L’effettiva proprietà dell’area edificabile da parte di Eurnova spa; i rischi di esondazione della zona che «potendo, non avremmo mai scelto come sede per lo stadio»; l’assegnazione delle cubature come compensazione per le opere d’interesse pubblico soltanto al soggetto proponente, la fattibilità di queste ultime, a partire dal prolungamento della Metro B fino a Tor di Valle.Sono solo alcuni dei nodi – rilevati da opposizione e comitati civici, ma anche da esponenti della maggioranza capitolina – emersi nella riunione congiunta di ieri di tutte le commissioni comunali interessate al progetto: urbanistica, lavori pubblici, mobilità, ambiente e sport, più Pierpaolo Pedetti, presidente della commissione patrimonio. Una riunione convocata per esaminare la delibera sulla dichiarazione d’interesse pubblico per il nuovo stadio della Roma.
IL CONFRONTO «Vogliamo raccogliere gli spunti delle varie parti in causa – spiega il presidente della commissione urbanistica Antonio Stampete (Pd), “arbitro” del dibattito – poi tra martedì e mercoledì ci rivedremo per ulteriori approfondimenti. La delibera non è il Vangelo». Annamaria Cesaretti (Sel), presidente della commissione mobilità, incalza: «O c’è il potenziamento della Roma-Lido e del trasporto nell’area, oppure non si può dare una dichiarazione di interesse pubblico ». Analoga considerazione, rivolta però all’uso da parte dei cittadini degli impianti dello stadio e a nuovi campi nelle periferie, è stata avanzata dalla presidente della commissione sport Svetlana Celli (lista civica per Marino).
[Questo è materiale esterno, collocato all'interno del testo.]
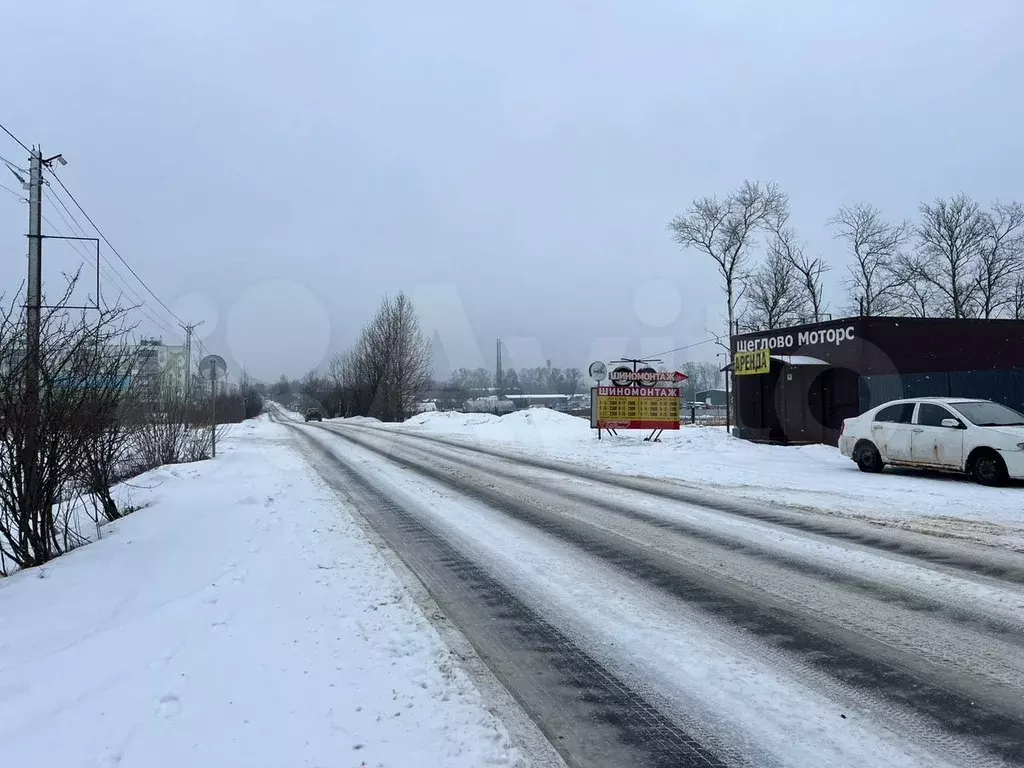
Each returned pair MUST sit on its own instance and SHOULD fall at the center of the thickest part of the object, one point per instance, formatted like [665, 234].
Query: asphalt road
[640, 623]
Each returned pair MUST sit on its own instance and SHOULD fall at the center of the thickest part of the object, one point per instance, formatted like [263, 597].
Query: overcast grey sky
[273, 168]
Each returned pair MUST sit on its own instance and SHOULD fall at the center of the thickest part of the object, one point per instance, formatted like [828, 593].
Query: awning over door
[791, 359]
[799, 359]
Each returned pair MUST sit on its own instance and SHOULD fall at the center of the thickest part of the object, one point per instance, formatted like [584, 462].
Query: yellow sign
[751, 364]
[637, 408]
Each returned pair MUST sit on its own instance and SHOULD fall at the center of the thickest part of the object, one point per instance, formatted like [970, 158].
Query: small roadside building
[713, 397]
[818, 375]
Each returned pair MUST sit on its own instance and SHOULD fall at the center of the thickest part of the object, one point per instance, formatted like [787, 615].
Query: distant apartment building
[159, 371]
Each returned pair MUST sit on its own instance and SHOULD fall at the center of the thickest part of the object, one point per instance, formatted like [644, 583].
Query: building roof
[537, 396]
[799, 359]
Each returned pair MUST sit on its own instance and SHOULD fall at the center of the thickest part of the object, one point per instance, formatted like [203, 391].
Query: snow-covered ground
[812, 477]
[240, 619]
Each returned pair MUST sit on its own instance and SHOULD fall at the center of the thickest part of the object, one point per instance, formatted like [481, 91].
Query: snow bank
[813, 477]
[240, 619]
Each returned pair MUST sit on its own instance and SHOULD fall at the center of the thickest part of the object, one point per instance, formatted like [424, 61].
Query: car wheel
[867, 458]
[988, 469]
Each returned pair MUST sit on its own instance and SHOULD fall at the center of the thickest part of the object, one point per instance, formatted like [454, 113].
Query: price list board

LE OPERE Altri temi caldi sono la compensazione urbanistica per le opere pubbliche, prevista dalla delibera, e la qualifica di variante al piano regolatore generale. Sulle cubature di uffici e negozi che comprendono i «grattacieli, di altezza massima di 220 metri» annunciati dall’architetto Lorenzo Busnengo, infatti, Pedetti ha chiesto chiarimenti: «È una variante al piano regolatore o una dichiarazione d’interesse pubblico? Nella delibera noi abbiamo l’area variata dal verde sportivo privato, aumentando le cubature al livello di una centralità metropolitana, senza avere le infrastrutture necessarie. Va precisato quanta volumetria diamo a copertura delle opere pubbliche». E poi, nota, «i costi di queste andrebbero stimate dall’amministrazione, non dal proponente». Per questo Pedetti propone di «aprire un bando, per far fare le opere pubbliche a chi le fa costare di meno». La maggioranza capitolina ribadisce l’esigenza di chiarezza: «Si apre un percorso, per far sì che le decisioni prese siano le più chiare e trasparenti possibili, e siano suffragate da tutti i pareri possibili e immaginabili», sottolinea Dario Nanni (Pd), presidente della commissione lavori Pubblici.